Despite efforts to prevent medication errors, they do occur. In 2007, six infants were mistakenly given adult doses of the drug heparin in an Indianapolis hospital. Three of the babies died.
Heparin is commonly used in hospitals and there is little difference between the packaging used for the 10-unit pediatric dose and the 10,000-unit adult dose. The vials are identical in size and shape. The only difference is the shade of the blue plastic button, which may not be sufficient to differentiate the two if they are not seen together. One safety solution for heparin could encompass printing dosage strength on the plastic button and aluminum shell, a solution that would be proscribed by the revised USP ‹1›.
Pharmaceutical companies print and emboss a variety of messages on plastic buttons and seals that would be prohibited by the revised USP ‹1›. Examples include:
The aluminum shell provides a platform for important messages as well.
Printing on the shell can be concealed until the plastic button is removed, providing covert protection against counterfeiting. Some pharmaceutical companies use a clear plastic button so the message printed on the seal is visible before the button is removed. Such applications provide valuable point-of-administration information and can be an effective anticounterfeiting measure because the plastic button cannot be reattached after it is removed.
The revised USP ‹1› would allow cautionary statements to be printed on the plastic cap and seal. A cautionary statement may include: "Warning: Paralyzing Agent" and "Must Be Diluted." Such warnings are currently printed on plastic buttons and seals for several drugs.

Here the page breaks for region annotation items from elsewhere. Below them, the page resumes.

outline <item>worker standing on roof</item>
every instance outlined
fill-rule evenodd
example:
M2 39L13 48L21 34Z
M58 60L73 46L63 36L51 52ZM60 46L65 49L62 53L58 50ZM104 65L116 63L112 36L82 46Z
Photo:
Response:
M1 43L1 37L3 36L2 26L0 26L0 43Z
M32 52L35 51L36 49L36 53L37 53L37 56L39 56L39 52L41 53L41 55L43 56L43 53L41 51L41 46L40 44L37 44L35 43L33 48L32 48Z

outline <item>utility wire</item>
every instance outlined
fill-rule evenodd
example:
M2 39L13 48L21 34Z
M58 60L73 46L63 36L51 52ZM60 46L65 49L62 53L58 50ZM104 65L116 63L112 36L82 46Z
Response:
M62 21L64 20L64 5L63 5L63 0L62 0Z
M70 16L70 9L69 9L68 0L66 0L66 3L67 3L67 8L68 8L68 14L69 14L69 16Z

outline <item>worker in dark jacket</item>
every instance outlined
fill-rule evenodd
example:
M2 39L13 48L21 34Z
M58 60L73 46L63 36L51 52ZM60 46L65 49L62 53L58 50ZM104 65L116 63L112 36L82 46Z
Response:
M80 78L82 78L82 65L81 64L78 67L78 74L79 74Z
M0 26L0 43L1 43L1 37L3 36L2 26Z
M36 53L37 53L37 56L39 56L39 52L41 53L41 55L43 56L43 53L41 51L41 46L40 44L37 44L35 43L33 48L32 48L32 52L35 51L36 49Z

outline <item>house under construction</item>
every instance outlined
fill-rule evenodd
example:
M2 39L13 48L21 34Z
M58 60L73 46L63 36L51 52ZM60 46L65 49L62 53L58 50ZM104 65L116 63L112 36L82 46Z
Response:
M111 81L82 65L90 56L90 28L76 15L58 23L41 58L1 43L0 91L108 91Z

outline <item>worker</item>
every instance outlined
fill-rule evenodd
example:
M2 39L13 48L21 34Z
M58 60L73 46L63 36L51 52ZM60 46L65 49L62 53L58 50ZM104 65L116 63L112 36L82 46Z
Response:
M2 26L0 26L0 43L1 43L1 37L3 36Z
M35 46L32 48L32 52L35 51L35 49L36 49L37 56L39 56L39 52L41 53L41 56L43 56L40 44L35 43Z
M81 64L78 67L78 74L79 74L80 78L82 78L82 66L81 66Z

The Consortium for the Advancement of Patient Safety (CAPS) was established to help reduce overall medication errors in the healthcare industry. A primary means of achieving this goal is to make sure that pharmaceutical manufacturers have access to all available technologies and methods to mitigate the risks of medication errors. Pharmaceutical manufacturers use the ferrule and cap overseal as a platform for anticounterfeiting technology, and to display information on dosage, cold-chain management, and point-of-use administration instructions to help preserve patient safety. Limiting the type of information that can be printed or otherwise displayed on drug packaging could compromise patient safety and thwart efforts to combat drug counterfeiting. USP ‹1› is germane to pharmaceutical manufacturers based out of the US because they must meet the standard for products imported into the US.
CAPS believes USP should permit printing and embossing of instructional information intended to prevent medication errors and allow printing and embossing that helps combat drug counterfeiting. Comments on the revised chapter can be submitted to USP at www.usp.org.
Since this article was written, CAPS and USP have engaged in collaborative dialogue to ensure that patient safety concerns are addressed with regard to printing on ferrules and cap overseals on injectable drug products. CAPS is optimistic that USP will evaluate its position on General Chapter ‹1› quickly so that industry has clear direction for planning product-development initiatives. In addition, the US Food and Drug Administration has agreed to meet with CAPS to discuss this important issue.